Occupation class is an important eligibility requirement. Sometimes insurance companies will consider both occupation and the industry of employer.
White collar occupation classes are considered to be lower in risk than other occupations. A person sitting behind a desk is far less likely to miss work due to an injury or illness. People working as computer analysts, executives, and in administrative roles pay the lowest rates, and qualify for coverage most easily. Those in more dangerous occupation classes pay higher rates, and find it more difficult to qualify: chiropractors, mine workers, airline pilots, etc.
The industry of your employer is a key eligibility requirement for contracts sold at the worksite. Some high risk industries are excluded altogether, while others have rate assignments based upon risk and turnover ratios.

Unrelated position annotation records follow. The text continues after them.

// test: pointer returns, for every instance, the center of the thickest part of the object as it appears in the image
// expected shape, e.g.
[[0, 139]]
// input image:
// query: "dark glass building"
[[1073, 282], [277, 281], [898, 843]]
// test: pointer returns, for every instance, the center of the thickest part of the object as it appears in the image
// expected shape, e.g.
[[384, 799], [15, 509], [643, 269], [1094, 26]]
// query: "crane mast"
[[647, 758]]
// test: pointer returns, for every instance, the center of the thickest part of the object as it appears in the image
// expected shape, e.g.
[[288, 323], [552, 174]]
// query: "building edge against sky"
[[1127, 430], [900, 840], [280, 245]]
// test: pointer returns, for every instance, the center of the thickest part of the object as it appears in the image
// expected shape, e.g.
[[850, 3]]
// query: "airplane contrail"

Insurance companies all have unique health and underwriting criteria: another important short term disability eligibility criteria. Every company will ask medical questions to determine if you are healthy enough to be an insurable risk. Medical criteria vary based upon monthly benefit amount, where and how you buy your policy.
The greater the monthly level of income replacement requested, the more stringent the medical criteria. Underwriters want more health information when asked to take bigger risk. You might experience simplified underwriting when requesting a policy paying $3,000 per month, and full underwriting when applying for $5,000 per month or more.
When purchasing a contract in a worksite environment health underwriting criteria is often more streamlined as risks can be pooled with co-workers, and employers want workers to keep productive, rather than answering detailed medical questions with an agent. Guarantee issue is often available to groups when multiple employees participate.
Qualifying conditions are another important eligibility criteria. What medical conditions qualify you to file a claim and receive a benefit payment?
Qualifying conditions typically consist of covered accidents and illnesses that prevent the insured from performing the full time duties of their primary occupation. A policy will provide a list of excluded conditions such as: pre-existing conditions, addictions, aviation, committing a crime, mental disorders, etc.
Consider knee surgery as an example. If you require surgery on a knee due to a covered accident after your policy start date, the surgery would probably be a covered benefit provided you were unable to work while in recovery.
Many knee replacement surgeries are anticipated. You experience pain for years before going under the knife. A policy with a twelve month pre-existing condition clause would rule out the surgery as a qualifying condition during the first twelve months of the policy. On day 366 your knee replacement surgery might qualify.
Income Limits and Offsets
Income limits and offsets are the final eligibility requirement to be explored. In most cases a policy will replace up to two thirds of income, up to a set limit of $5,000 per month. Offsets will reduce the amount of coverage you may be able to purchase.
Most policies will consider income from your primary occupation exclusively. Policyholders with a second job sometimes do not get the same level of income replacement. Income from overtime, commissions, bonuses, and other forms of variable pay are often excluded.
Your level of income replacement may be offset by other contracts you might already have in force. The purpose is to make certain that you are not over-insured. Both your employer and the insurance company want to avoid having you take home more money while you are unemployed, then while you are working. Your income limit may be reduced or offset by any state plans, group plans, or individual coverage already in force.